Desconocida en vida, la fotógrafa y artista Francesca Woodman creó un complejo universo que dejó impreso en 800 fotografías. En muchas de ellas aparece como un fantasma que deambula por habitaciones decadentes. Es su propio cuerpo el que se esconde y enfrenta a la cámara para componer imágenes llenas de inquietud, soledad y romanticismo. Francesca poseía un aura de misterio que se amplificó con el paso del tiempo, cuando ella ya no estaba para refutar o afirmar las múltiples interpretaciones a las que invitan sus autorretratos. La joven artista dejó de existir a los 22 años, cuando saltó al vacío desde el quinto piso de su departamento en Manhattan. No logró obtener el reconocimiento que tanto ansiaba en vida, aunque la posteridad le tuviera reservado un lugar fundamental en la fotografía del siglo XX.
Todo empezó bajo un cielo despejado cerca de las Montañas Rocosas, en Colorado, Estados Unidos, donde Francesca creció acompañada de un hermano, un gato y clases de piano. En esta infancia apacible, según escribió su padre, George Woodman, la pequeña Francesca recibió su primera cámara fotográfica -una Yashica- a los 13 años.

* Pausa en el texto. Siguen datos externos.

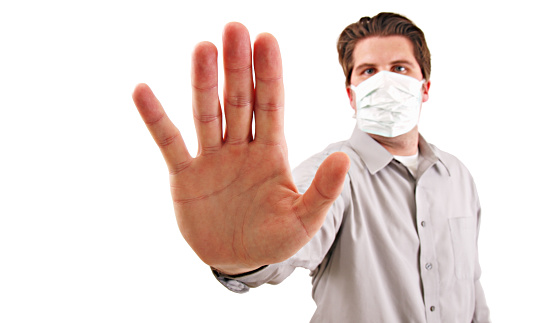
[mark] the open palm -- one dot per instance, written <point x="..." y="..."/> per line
<point x="236" y="203"/>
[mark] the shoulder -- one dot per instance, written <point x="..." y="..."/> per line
<point x="453" y="164"/>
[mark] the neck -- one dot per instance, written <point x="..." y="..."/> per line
<point x="403" y="145"/>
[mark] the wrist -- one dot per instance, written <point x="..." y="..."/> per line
<point x="236" y="271"/>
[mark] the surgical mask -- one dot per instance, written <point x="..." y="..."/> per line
<point x="388" y="104"/>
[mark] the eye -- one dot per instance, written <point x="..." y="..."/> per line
<point x="399" y="69"/>
<point x="369" y="71"/>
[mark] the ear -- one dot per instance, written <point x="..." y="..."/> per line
<point x="426" y="88"/>
<point x="352" y="98"/>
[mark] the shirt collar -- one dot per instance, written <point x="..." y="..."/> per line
<point x="376" y="157"/>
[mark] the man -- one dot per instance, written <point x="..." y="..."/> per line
<point x="387" y="223"/>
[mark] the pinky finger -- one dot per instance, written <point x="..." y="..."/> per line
<point x="163" y="131"/>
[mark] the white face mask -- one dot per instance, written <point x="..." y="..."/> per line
<point x="388" y="104"/>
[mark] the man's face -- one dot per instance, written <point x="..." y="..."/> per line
<point x="391" y="53"/>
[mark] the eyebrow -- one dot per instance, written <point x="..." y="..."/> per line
<point x="396" y="62"/>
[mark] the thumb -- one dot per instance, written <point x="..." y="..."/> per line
<point x="313" y="205"/>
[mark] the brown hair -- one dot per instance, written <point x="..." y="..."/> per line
<point x="383" y="24"/>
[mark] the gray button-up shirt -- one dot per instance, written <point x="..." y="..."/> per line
<point x="394" y="247"/>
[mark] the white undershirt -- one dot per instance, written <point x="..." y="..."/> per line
<point x="411" y="162"/>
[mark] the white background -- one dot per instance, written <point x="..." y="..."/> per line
<point x="87" y="230"/>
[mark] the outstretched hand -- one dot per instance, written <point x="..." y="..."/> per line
<point x="236" y="203"/>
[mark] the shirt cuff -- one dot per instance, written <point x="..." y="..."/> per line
<point x="232" y="283"/>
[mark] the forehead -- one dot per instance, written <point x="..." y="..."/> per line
<point x="383" y="49"/>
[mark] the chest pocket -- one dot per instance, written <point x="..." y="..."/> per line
<point x="463" y="237"/>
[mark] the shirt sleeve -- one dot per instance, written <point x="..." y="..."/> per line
<point x="313" y="253"/>
<point x="481" y="314"/>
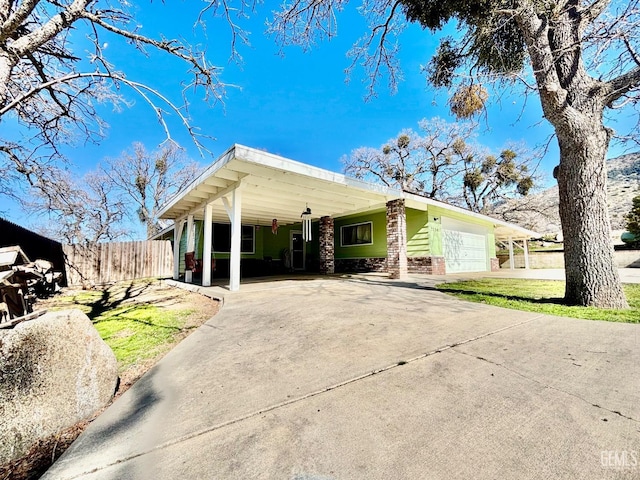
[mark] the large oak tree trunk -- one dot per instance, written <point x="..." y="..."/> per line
<point x="591" y="275"/>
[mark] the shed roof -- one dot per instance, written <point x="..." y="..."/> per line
<point x="276" y="187"/>
<point x="10" y="256"/>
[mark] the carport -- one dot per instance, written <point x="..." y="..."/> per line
<point x="246" y="186"/>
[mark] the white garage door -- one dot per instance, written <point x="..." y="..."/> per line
<point x="463" y="251"/>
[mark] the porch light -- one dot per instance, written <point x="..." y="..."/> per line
<point x="306" y="225"/>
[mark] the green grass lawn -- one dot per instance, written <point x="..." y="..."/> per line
<point x="541" y="296"/>
<point x="130" y="319"/>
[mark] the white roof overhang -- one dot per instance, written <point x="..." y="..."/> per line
<point x="276" y="187"/>
<point x="503" y="230"/>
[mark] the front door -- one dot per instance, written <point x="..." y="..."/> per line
<point x="297" y="251"/>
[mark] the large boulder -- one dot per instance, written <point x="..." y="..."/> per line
<point x="55" y="371"/>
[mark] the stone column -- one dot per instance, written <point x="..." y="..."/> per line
<point x="396" y="239"/>
<point x="327" y="264"/>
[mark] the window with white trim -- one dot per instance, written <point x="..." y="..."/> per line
<point x="221" y="238"/>
<point x="356" y="234"/>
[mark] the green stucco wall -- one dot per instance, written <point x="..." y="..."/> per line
<point x="378" y="248"/>
<point x="418" y="234"/>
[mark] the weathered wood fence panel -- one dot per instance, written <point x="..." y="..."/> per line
<point x="117" y="261"/>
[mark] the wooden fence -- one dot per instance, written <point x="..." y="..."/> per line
<point x="103" y="263"/>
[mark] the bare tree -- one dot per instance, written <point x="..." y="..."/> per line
<point x="83" y="211"/>
<point x="581" y="58"/>
<point x="148" y="180"/>
<point x="444" y="163"/>
<point x="488" y="179"/>
<point x="50" y="90"/>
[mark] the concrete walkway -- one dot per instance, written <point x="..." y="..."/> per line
<point x="367" y="378"/>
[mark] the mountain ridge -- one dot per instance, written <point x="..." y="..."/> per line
<point x="539" y="211"/>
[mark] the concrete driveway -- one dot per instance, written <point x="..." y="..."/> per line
<point x="367" y="378"/>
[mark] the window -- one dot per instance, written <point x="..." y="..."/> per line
<point x="222" y="238"/>
<point x="357" y="234"/>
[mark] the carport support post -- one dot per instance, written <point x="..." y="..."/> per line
<point x="512" y="264"/>
<point x="206" y="251"/>
<point x="191" y="246"/>
<point x="327" y="265"/>
<point x="396" y="239"/>
<point x="178" y="225"/>
<point x="236" y="234"/>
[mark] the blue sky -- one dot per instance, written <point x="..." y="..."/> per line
<point x="298" y="104"/>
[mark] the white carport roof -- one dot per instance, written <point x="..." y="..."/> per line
<point x="276" y="187"/>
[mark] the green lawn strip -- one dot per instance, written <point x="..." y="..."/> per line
<point x="134" y="331"/>
<point x="138" y="332"/>
<point x="542" y="296"/>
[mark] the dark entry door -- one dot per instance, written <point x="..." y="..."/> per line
<point x="297" y="251"/>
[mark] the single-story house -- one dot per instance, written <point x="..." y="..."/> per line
<point x="255" y="212"/>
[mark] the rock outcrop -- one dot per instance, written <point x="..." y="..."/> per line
<point x="55" y="371"/>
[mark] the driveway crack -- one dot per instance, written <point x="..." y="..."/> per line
<point x="301" y="398"/>
<point x="551" y="387"/>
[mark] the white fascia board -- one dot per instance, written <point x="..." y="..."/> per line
<point x="445" y="206"/>
<point x="277" y="162"/>
<point x="223" y="159"/>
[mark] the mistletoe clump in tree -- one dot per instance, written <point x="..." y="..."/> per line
<point x="442" y="162"/>
<point x="580" y="57"/>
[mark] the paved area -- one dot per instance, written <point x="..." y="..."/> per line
<point x="364" y="377"/>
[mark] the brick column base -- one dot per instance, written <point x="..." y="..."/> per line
<point x="495" y="264"/>
<point x="326" y="239"/>
<point x="396" y="239"/>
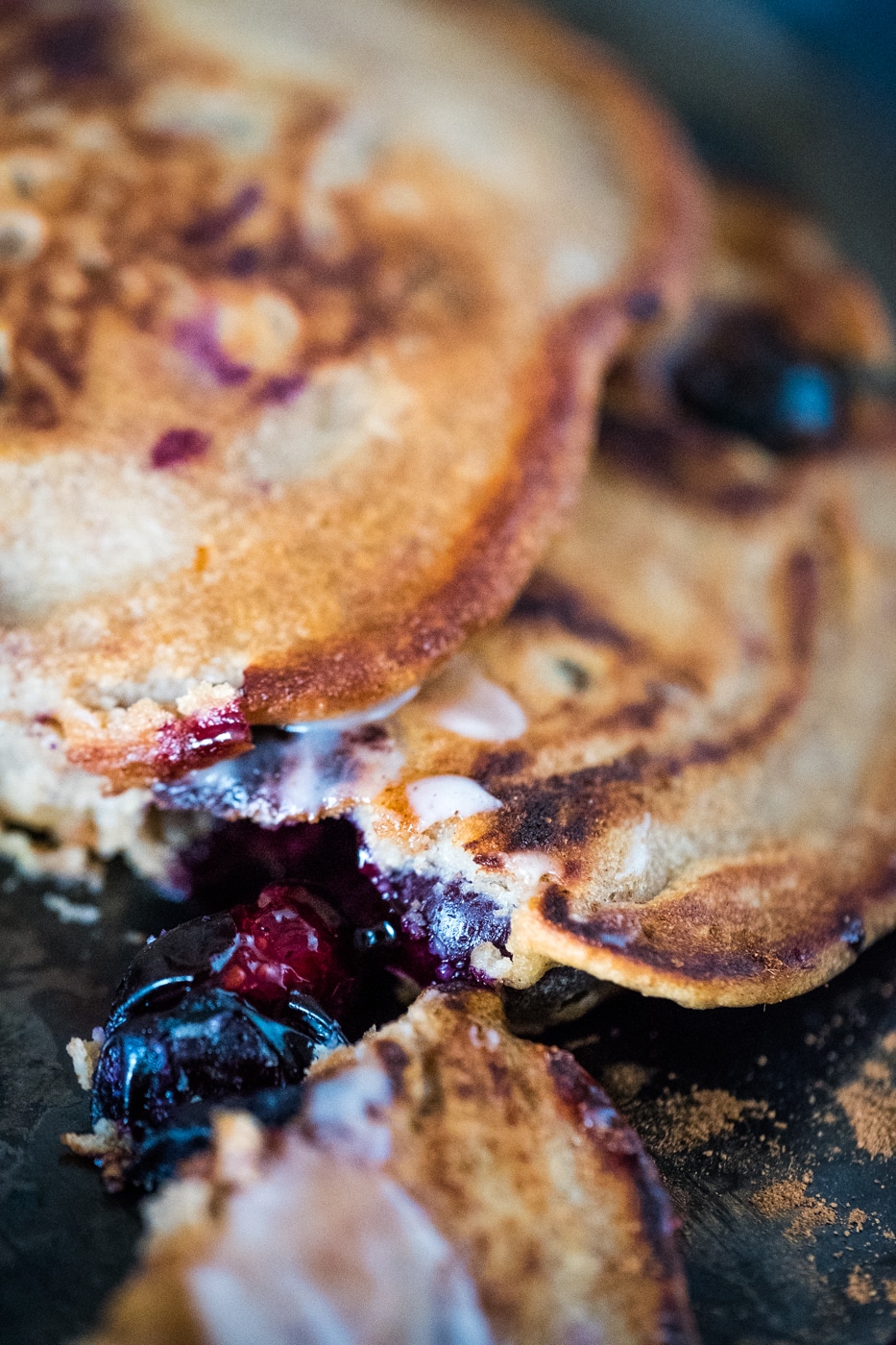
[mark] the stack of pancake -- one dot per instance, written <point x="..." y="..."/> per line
<point x="307" y="316"/>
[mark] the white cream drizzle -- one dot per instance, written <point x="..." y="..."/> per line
<point x="440" y="796"/>
<point x="530" y="867"/>
<point x="328" y="1251"/>
<point x="637" y="856"/>
<point x="466" y="702"/>
<point x="356" y="719"/>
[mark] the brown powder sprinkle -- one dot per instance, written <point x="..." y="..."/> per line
<point x="781" y="1197"/>
<point x="814" y="1214"/>
<point x="690" y="1120"/>
<point x="860" y="1286"/>
<point x="871" y="1109"/>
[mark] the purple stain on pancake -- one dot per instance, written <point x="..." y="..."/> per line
<point x="200" y="340"/>
<point x="214" y="225"/>
<point x="74" y="44"/>
<point x="180" y="446"/>
<point x="281" y="389"/>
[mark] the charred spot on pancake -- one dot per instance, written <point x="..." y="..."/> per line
<point x="751" y="376"/>
<point x="682" y="454"/>
<point x="643" y="306"/>
<point x="547" y="600"/>
<point x="180" y="446"/>
<point x="78" y="42"/>
<point x="144" y="221"/>
<point x="574" y="674"/>
<point x="213" y="225"/>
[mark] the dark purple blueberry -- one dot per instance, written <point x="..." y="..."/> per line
<point x="215" y="224"/>
<point x="188" y="1132"/>
<point x="752" y="377"/>
<point x="181" y="1044"/>
<point x="76" y="43"/>
<point x="188" y="954"/>
<point x="285" y="941"/>
<point x="180" y="446"/>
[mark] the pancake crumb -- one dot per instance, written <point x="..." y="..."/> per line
<point x="84" y="1059"/>
<point x="782" y="1197"/>
<point x="860" y="1287"/>
<point x="871" y="1109"/>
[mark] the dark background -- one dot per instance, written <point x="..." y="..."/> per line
<point x="795" y="93"/>
<point x="799" y="94"/>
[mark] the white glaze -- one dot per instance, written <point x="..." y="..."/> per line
<point x="319" y="777"/>
<point x="466" y="702"/>
<point x="440" y="796"/>
<point x="637" y="856"/>
<point x="381" y="710"/>
<point x="345" y="1113"/>
<point x="530" y="867"/>
<point x="327" y="1251"/>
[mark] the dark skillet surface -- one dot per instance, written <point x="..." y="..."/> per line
<point x="806" y="1274"/>
<point x="786" y="1267"/>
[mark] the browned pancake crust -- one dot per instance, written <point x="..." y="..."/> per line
<point x="386" y="565"/>
<point x="708" y="669"/>
<point x="523" y="1166"/>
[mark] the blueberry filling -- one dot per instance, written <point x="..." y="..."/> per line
<point x="180" y="1042"/>
<point x="238" y="1002"/>
<point x="748" y="374"/>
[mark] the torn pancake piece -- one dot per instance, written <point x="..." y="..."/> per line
<point x="426" y="1166"/>
<point x="303" y="313"/>
<point x="671" y="767"/>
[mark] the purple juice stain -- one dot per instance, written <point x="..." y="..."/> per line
<point x="200" y="340"/>
<point x="215" y="224"/>
<point x="433" y="925"/>
<point x="244" y="261"/>
<point x="77" y="44"/>
<point x="180" y="446"/>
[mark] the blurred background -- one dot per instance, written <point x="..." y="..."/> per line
<point x="799" y="94"/>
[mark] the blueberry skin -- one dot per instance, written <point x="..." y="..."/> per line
<point x="190" y="1132"/>
<point x="752" y="377"/>
<point x="174" y="1042"/>
<point x="188" y="954"/>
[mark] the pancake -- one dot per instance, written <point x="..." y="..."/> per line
<point x="671" y="767"/>
<point x="443" y="1181"/>
<point x="303" y="316"/>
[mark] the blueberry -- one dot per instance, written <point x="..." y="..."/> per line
<point x="186" y="955"/>
<point x="188" y="1132"/>
<point x="751" y="376"/>
<point x="177" y="1042"/>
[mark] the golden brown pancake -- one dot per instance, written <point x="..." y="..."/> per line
<point x="443" y="1181"/>
<point x="673" y="766"/>
<point x="303" y="311"/>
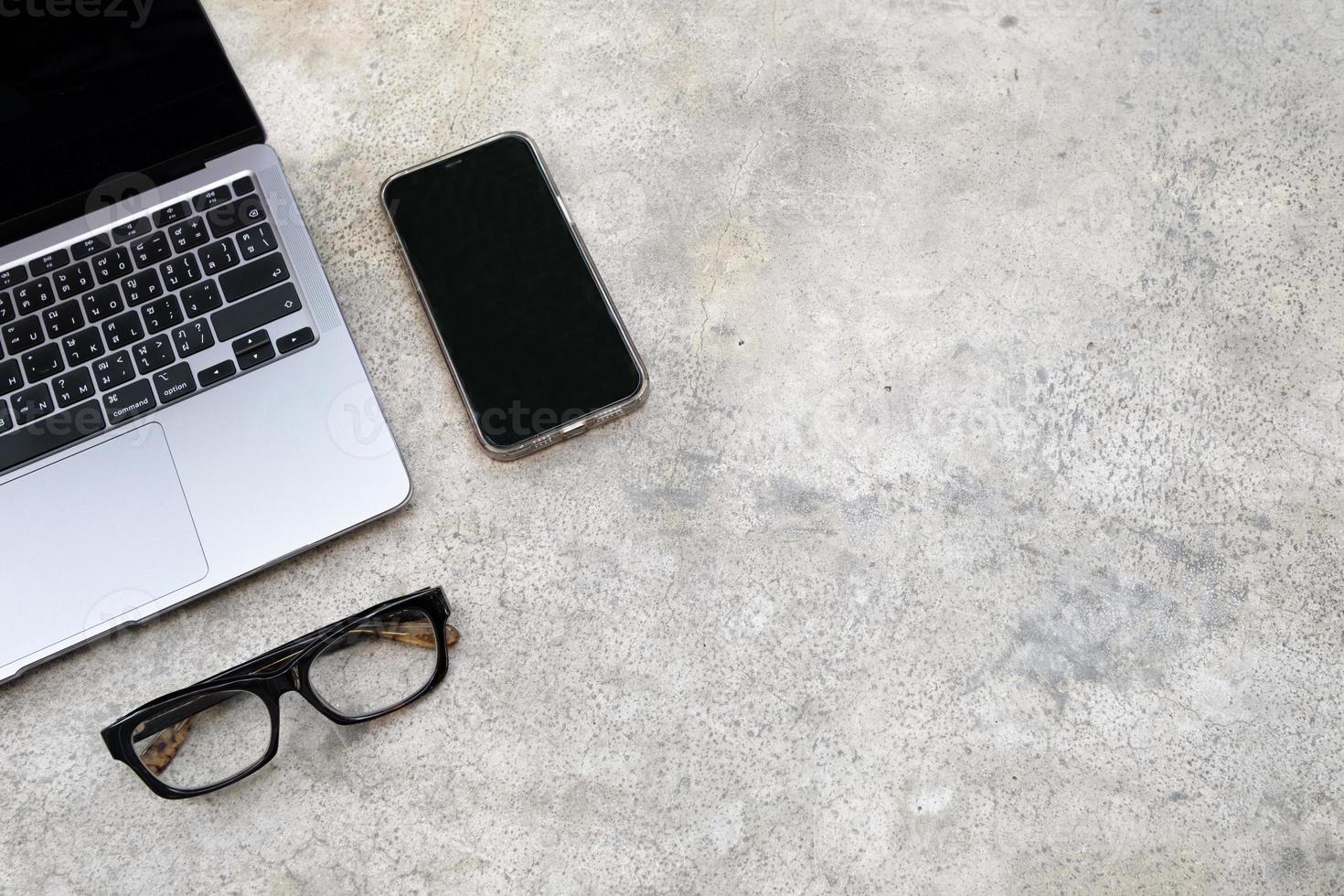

La familia, encabezada por unos padres artistas (George, pintor y Betty ceramista), pasaría muchos veranos en una vieja granja en la Toscana, frecuentada por amigos bohemios e intelectuales. A Francesca le gustaba quedarse horas en el museo La Specola de Historia Natural, donde se hizo amiga del guardia de seguridad, quien la dejaba recorrerlo cuando ya estaba cerrado al público. Este ambiente estimulante, fértil y creativo animaría a Francesca a estudiar Arte en la Escuela de Diseño de Rhode Island y, posteriormente, en Roma, entre 1977 y 1978.
Con toda la ilusión y el ímpetu de quien quiere comerse una parte del mundo, Francesca llegó a Nueva York para emplearse como secretaria, asistente de fotografía y modelo. Pero la montaña a escalar para convertirse en una artista reconocida en el medio era demasiado empinada y fangosa. Todas las frustraciones profesionales, los desamores y la búsqueda de sentido a través de la fotografía la harían recorrer un camino en zigzag. Entonces, la urgencia de su juventud la traicionó.
“¿Cómo pudo una persona tan joven crear imágenes tan poderosas y complejas?”, se pregunta Anna Telgren, curadora de Ser un ángel, la muestra de Francesca Woodman que recorre el mundo. “A Woodman se le considera inusualmente talentosa, un prodigio. Quienes la conocieron afirman que siempre estaba trabajando y buscando temas y material para sus fotografías, para las que solía encontrar soluciones inteligente e ingeniosas”.
Uno de sus temas recurrentes fueron, precisamente, los ángeles, pero unos ángeles fantasmagóricos y dramáticos que habitan edificios abandonados y se reflejan en espejos rotos. Estas imágenes hoy forman parte de grandes colecciones y se han podido ver en los museos más importantes, como la Tate Modern de Londres o el Guggenheim de Nueva York. Su talento ha sido celebrado por diversos artistas, entre otros, por dos contemporáneas suyas y extraordinarias fotógrafas: Nan Goldin y Cindy Sherman.
Su principal objeto de estudio fue ella misma, pero no por ello llegó a comprender la mecánica de su propia mente. Hoy, sus imágenes surrealistas y perturbadoras no dejan de viajar a la misma velocidad que crece el misterio sobre su vida. La paradoja es transparente: desasosiego y entrega absoluta, dos componentes que la torturaron en vida pero que, pasado el tiempo, convirtieron a la niña prodigio en artista de culto.